In reply to Will Hempstead:
I think the crux of the issue is that the temperatures can vary so wildly these days (maybe they always did?).
Climbing around Chamonix in the last week of Feb/first week of March I’ve had nights in the Abri Simond that have got down to -26’c but I’ve also had weeks where we were skiing in to routes in T-shirts because it was so warm. Obviously it’s usually somewhere in between!
So do you get a bag for ‘average’ conditions or ‘worse case scenario’ conditions? Depends a bit on what you’re doing… how committing your plans will be, how many consecutive nights, etc. Personally I have a Rab Neutrino 800 and don’t begrudge the extra 200-300g for the peace of mind of an extra 5-10’c of leeway over lighter bags. Pack size isn’t much different to lighter bags either. I’m sometimes too warm but you can always unzip!

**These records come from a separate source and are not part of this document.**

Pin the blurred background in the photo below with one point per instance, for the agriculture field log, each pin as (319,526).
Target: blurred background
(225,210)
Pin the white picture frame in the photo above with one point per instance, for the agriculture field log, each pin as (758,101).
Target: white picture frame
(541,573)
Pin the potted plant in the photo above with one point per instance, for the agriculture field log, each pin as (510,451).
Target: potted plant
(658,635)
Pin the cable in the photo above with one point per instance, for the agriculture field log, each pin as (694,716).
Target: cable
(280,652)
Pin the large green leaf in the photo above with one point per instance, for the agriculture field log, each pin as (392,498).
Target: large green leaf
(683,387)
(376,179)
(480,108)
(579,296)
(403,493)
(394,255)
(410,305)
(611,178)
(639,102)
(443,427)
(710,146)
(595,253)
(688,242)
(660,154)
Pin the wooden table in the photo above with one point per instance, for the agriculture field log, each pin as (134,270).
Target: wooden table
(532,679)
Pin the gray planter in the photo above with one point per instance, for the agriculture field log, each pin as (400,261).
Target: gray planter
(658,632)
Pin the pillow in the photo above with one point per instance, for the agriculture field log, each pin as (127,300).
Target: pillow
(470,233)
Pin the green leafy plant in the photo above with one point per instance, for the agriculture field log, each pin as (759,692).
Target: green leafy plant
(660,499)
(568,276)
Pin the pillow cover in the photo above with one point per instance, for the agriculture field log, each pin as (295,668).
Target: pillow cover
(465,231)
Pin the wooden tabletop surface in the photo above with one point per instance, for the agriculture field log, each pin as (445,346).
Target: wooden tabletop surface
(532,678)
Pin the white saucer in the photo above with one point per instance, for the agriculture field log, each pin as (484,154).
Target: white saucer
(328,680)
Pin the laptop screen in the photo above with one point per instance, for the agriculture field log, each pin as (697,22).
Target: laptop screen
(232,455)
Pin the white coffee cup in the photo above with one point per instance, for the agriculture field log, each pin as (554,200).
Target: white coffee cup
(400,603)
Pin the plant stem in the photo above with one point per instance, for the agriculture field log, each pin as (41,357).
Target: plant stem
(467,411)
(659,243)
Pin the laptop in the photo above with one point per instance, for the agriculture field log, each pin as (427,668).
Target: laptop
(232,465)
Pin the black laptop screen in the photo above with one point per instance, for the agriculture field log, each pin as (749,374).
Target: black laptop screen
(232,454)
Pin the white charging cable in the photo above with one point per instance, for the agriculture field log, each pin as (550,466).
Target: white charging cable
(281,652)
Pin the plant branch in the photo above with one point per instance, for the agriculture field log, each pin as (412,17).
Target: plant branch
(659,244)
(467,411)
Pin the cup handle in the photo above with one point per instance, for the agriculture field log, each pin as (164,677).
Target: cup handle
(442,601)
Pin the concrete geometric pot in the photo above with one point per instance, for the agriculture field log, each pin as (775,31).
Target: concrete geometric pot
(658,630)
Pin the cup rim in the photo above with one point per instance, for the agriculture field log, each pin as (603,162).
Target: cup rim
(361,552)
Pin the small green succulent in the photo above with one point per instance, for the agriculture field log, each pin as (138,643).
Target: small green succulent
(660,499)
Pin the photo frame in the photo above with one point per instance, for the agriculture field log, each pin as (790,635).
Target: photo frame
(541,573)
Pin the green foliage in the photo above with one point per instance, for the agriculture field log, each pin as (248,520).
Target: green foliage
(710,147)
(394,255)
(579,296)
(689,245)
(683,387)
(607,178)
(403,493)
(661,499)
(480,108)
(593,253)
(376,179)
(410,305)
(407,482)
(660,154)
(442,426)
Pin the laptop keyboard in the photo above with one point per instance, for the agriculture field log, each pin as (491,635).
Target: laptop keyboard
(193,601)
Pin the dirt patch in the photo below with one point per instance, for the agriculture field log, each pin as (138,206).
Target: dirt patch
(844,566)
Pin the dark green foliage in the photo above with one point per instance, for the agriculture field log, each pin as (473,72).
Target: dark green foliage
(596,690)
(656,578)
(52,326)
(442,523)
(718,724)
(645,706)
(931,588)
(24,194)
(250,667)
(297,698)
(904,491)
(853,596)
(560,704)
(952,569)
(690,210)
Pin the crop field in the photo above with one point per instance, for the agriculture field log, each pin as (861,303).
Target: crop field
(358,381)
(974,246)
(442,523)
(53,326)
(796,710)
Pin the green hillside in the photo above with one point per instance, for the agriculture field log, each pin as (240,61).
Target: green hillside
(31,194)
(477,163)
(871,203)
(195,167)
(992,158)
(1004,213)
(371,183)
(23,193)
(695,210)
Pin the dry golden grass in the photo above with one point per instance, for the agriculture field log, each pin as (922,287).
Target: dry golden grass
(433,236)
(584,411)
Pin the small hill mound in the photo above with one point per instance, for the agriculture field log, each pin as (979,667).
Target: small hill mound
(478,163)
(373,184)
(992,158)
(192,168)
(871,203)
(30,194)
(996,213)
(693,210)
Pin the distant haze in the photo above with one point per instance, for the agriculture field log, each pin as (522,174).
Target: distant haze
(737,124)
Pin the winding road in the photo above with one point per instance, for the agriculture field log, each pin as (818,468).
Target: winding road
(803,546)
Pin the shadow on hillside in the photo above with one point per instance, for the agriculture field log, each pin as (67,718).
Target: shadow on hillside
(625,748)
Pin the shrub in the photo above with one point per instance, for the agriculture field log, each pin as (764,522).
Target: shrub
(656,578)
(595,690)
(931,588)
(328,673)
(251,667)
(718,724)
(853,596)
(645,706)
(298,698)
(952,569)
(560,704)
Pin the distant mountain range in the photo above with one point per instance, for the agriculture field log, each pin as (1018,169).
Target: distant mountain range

Maybe I’m just soft compared to a lot of the posters above, but I think the extra tiny bit of weight is inconsequential compared to how brutally hard a day of alpine climbing feels after no sleep and you’re exhausted because you’ve used most of your calories up staying warm! History records all of the double hard guys and girls who summit a hard techy route after three consecutive shiver bivvys, but it doesn’t publicise the ones that woke up in the morning and bailed after a heinous night. I reckon the latter list is probably a lot longer!
Also, echo Misha’s tip for ensuring there’s enough space for inner boots, water bottle, gas and stuff with batteries like your avi tranceiver… you only forget to keep these things warm once!